Князь Андрей Волконский. Партитура жизни — страница 43 из 55

Но все-таки романтический человек – это одно, а романтическая музыка – это другое. Бетховен был романтический человек, а его музыка – нет. Она, конечно, не похожа на классицизм, настолько сильная в ней организация. У раннего Бетховена она даже слишком явная. Потом он научился скрывать организацию.

Бетховен – революционер, он полностью поломал сонатную форму, причем не только в самых поздних произведениях, но и в более ранних. «Лунная соната» начинается в медленном темпе в начале, затем идут скерцо и финал. Это совсем не типично для сонаты. Правда, это начинается еще у Моцарта – у него есть темы с вариациями в первой части. Одно из самых революционных в музыкальном смысле сочинений Бетховена – «Hammerklavier»; это очень трудное сочинение, оно почти неисполнимо. Сильный интерес к полифонии и к роли фуги, который появляется у позднего Бетховена, говорит о том, что композитор был очень связан с традицией. Вместе с тем его фуги отличаются от фуг того же Баха. Они совсем другие и приведут к фугам, которые писал Брамс.

Фуга вовсе не должна быть связана с XVIII веком. Это метод изложения, который мы находим и в более ранние периоды. У Жоскена есть месса, которая так и называется: «Ad fugam». То есть были не только ричеркары, которые предшествовали фугам, но и сами фуги. И действительно, вся месса построена на фугообразном мышлении, а не просто на канонах.

Франц Шуберт

Шуберт – это уже нечто другое. Он мог, например, все буквально повторять. Ему не приходило в голову что-то менять при повторении. Но странная вещь: даже если звучит буквальное повторение, воспринимаешь его уже по-другому, потому что перед повторением уже прозвучало нечто иное.

Роберт Шуман

О, Шуман. У него все настолько связано с немецкой поэзией и песней. Его невозможно оторвать ни от немецкой литературы, ни от общего мировоззрения немецкого романтизма. К тому же есть там еще и сама музыкальная сущность.

На музыке Шумана отразилось то, что у него были проблемы со здоровьем. Некоторые сочинения совсем распадаются из-за этого. Это какие-то клочки, их тяжело слушать, потому что они бесформенны. То же самое было и с Ницше по тем же причинам – у Ницше ведь все состоит из отрывков. И некоторые сочинения Шумана состоят из отрывков. Он не способен был собрать их в одно целое по причинам патологическим; это слышно и тяжело – чувствуется, что писал больной человек. Некоторые сочинения Шумана демонстрируют распад личности. Слава богу, что только некоторые.

Но когда он отходит от своей болезни или когда она только чуть-чуть проявляется, это, может быть, даже и стимулирует Шумана. Появляются странности и неожиданности в языке, но целое не распадается.
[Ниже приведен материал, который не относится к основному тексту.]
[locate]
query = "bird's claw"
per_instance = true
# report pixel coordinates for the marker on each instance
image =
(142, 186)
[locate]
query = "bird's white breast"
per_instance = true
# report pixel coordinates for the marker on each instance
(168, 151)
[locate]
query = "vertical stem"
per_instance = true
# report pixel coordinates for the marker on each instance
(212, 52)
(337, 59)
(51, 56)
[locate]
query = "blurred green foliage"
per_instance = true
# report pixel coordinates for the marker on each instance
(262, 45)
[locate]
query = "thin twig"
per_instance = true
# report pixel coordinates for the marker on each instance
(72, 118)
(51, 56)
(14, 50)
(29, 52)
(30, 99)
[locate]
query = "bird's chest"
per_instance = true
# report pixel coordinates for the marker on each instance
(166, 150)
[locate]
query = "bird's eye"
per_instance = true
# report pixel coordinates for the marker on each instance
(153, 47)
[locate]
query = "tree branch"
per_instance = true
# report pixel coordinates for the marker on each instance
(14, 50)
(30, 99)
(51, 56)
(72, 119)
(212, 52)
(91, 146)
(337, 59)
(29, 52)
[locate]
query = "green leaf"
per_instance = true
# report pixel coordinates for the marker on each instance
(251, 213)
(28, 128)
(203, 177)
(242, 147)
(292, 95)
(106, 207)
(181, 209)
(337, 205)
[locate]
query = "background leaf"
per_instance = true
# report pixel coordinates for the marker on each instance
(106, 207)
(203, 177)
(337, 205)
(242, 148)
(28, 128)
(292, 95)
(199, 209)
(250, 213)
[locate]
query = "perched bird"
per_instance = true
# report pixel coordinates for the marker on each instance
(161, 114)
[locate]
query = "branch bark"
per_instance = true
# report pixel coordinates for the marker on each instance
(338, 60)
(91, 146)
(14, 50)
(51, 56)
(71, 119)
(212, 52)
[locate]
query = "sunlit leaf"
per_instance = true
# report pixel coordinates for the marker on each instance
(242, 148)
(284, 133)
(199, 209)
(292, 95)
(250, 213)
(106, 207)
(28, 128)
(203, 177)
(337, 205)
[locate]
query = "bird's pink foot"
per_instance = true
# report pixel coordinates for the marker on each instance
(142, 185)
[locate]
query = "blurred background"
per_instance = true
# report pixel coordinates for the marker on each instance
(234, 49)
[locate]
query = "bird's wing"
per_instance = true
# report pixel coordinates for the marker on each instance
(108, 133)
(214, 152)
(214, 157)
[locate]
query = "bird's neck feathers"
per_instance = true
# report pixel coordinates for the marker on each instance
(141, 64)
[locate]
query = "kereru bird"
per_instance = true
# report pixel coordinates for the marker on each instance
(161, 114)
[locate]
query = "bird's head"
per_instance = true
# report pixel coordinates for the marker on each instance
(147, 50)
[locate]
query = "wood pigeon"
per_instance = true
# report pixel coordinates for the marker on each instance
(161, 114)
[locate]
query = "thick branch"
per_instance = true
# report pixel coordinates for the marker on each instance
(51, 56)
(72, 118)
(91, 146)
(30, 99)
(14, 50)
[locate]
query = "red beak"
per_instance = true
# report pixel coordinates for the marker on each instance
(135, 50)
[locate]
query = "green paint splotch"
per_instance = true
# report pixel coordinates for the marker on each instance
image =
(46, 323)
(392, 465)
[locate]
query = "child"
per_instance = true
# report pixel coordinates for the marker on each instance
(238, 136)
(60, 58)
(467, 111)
«Фантазия» – это очень здоровая музыка, страстная, но очень хорошо построенная. Там все довольно строго. В детстве я слышал, как «Фантазию» Шумана в Женеве играл Вильгельм Бакхауз. Мне она очень понравилась, и я на следующий день купил ноты. Когда я потом слушал, как ее играли другие, мне все не нравилось – Рихтер и прочие звезды. Вдруг я услышал по радио, что играют лучше, чем Рихтер, левая рука какая-то удивительная. Потом объявили: Эдна Стерн.

Я попросил моих друзей достать мне записи. Оказалась молодая и хорошенькая (кашу маслом не испортишь), чудная девушка. Она даже играла Баха – Бузони, а ведь это была моя дипломная работа. Потом мне сын Блажкова прислал запись концерта, в котором она играет опус 11 Шёнберга. Она также стала интересоваться пианофорте, играть музыку Карла Филиппа Эммануила Баха. Эдна сейчас живет в Париже, а училась у Леона Флейшера и Марты Аргерич. А первым ее учителем был мой хороший знакомый – Виктор Деревянко, через которого я познакомился с Юдиной. Но вернемся к Шуману.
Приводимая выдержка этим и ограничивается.